Là-dessus, nous allâmes tous nous coucher. Je dormis d’un sommeil agité, troublé par des rêves de Kane traquant les Prêtres Rouges dans l’obscurité et les tuant d’un geste vif et sauvage avec son couteau. Je fus heureux de voir se lever l’aube claire et lumineuse. Les  chantant dans les collines autour de nous me réconfortèrent. Dans l’herbe, les gouttes de rosée argentées reflétaient le bleu du ciel et les rayons dorés du soleil.

Toute la journée, nous suivîmes la Route du Nord au milieu de collines de plus en plus hautes. Aux alentours de midi, il se mit à faire vraiment chaud mais nos armures ne chauffaient pas autant que des cotes de mailles, car, alors que l’acier absorbe la chaleur et la lumière du soleil, le diamant les disperse en une multitude de feux étincelants et multicolores. Les cent Gardiens de la Pierre de Lumière, alignés sur trois colonnes et avançant avec la même éclatante résolution, offraient un spectacle magnifique. Les milles défilaient sous les sabots assourdissants des chevaux. En fin d’après-midi, nous pénétrâmes dans la forêt plus dense qui couvre les montagnes au nord. Nous traversâmes la jolie ville de Ki et installâmes notre camp à l’extérieur, près d’un bosquet de chênes.

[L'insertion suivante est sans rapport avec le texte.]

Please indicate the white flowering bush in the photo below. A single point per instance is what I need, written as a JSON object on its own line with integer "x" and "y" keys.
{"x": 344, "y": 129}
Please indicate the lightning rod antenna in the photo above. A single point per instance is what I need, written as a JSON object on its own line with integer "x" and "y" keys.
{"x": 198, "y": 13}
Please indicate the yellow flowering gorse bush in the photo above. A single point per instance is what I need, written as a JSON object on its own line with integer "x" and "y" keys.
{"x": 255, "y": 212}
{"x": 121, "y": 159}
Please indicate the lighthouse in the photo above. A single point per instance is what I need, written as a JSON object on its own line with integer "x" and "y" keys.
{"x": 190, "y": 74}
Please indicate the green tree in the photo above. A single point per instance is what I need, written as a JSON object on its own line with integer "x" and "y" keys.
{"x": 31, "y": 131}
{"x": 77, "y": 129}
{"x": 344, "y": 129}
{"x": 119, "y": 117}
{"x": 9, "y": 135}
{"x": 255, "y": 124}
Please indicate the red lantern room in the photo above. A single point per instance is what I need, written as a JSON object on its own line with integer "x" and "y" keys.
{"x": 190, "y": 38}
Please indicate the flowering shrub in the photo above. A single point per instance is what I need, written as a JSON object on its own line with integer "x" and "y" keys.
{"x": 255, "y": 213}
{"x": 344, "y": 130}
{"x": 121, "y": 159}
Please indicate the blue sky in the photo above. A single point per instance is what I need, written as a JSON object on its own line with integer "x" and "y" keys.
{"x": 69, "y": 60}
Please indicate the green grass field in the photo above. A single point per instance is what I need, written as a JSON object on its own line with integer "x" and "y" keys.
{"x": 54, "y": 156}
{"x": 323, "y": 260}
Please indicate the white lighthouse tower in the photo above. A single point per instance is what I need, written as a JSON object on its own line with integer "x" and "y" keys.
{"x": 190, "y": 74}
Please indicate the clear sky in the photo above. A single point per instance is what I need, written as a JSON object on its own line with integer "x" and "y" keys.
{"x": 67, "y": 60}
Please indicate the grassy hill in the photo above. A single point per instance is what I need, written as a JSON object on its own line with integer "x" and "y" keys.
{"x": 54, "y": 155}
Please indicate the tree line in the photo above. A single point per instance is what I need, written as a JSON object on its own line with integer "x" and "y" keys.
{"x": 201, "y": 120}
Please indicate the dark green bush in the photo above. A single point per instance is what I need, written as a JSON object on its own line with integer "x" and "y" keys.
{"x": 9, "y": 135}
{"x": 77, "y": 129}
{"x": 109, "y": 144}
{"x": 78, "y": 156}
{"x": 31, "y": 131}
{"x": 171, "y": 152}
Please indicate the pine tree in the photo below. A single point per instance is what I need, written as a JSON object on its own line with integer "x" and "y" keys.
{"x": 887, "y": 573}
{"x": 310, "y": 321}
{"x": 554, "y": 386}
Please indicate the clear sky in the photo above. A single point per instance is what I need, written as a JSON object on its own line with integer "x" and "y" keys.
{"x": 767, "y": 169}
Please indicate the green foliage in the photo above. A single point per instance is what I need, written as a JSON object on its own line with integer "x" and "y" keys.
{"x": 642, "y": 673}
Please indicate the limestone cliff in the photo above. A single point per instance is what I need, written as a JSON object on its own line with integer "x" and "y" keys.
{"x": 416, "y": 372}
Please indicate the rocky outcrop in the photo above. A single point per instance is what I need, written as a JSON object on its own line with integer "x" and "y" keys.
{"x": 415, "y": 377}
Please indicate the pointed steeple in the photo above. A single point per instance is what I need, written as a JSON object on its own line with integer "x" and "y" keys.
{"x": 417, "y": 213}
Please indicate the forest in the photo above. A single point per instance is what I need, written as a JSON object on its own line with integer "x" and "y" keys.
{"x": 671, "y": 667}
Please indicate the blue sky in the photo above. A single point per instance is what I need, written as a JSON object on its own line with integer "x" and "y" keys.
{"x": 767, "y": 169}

Le lendemain, la route s’éleva en pente raide vers le col qui sépare Ishka de Mesh. Les chevaux qui tiraient les chariots avaient du mal à se hisser sur les vieux pavés ; ceux qui nous portaient s’ébrouaient et suaient, et ils furent heureux quand nous fîmes une halte pour les échanger contre les montures de rechange et leur permettre de se reposer. Finalement, nous atteignîmes la grande tranchée dans la roche appelée Passage de Télémesh. Elle avait été ouverte entre le mont Raaskel et le mont Korukel par l’un de mes ancêtres qui avait désagrégé le granit à l’aide d’une grande pierre de feu. Lors de mon précédent voyage à Ishka, Maram, maître Juwain et moi y avions été attaqués. Débouchant de l’obscurité du passage, un gros ours blanc nous avait chargés et avait failli nous réduire en bouillie. On ne savait toujours pas vraiment si cet ours était ou non un animal transformé en goule par Morjin pour nous tuer. À l’approche du passage, se rappelant son combat avec l’ours, Altaru laissa échapper un hennissement terrifiant. Je dus tapoter son cou noir et suant et lui expliquer que tout animal assez fou pour charger notre compagnie viendrait s’empaler sur les longues lances des Gardiens.

En revanche, je n’étais pas très sûr de ce que nous allions trouver de l’autre côté du passage, car les chevaliers du roi Hadaru avaient leurs propres lances, bien plus nombreuses que les nôtres. Aussi commandai-je à mes hommes de serrer les rangs et de serrer encore plus fort les lèvres avant de les mener droit dans la tanière d’un ours encore plus grand.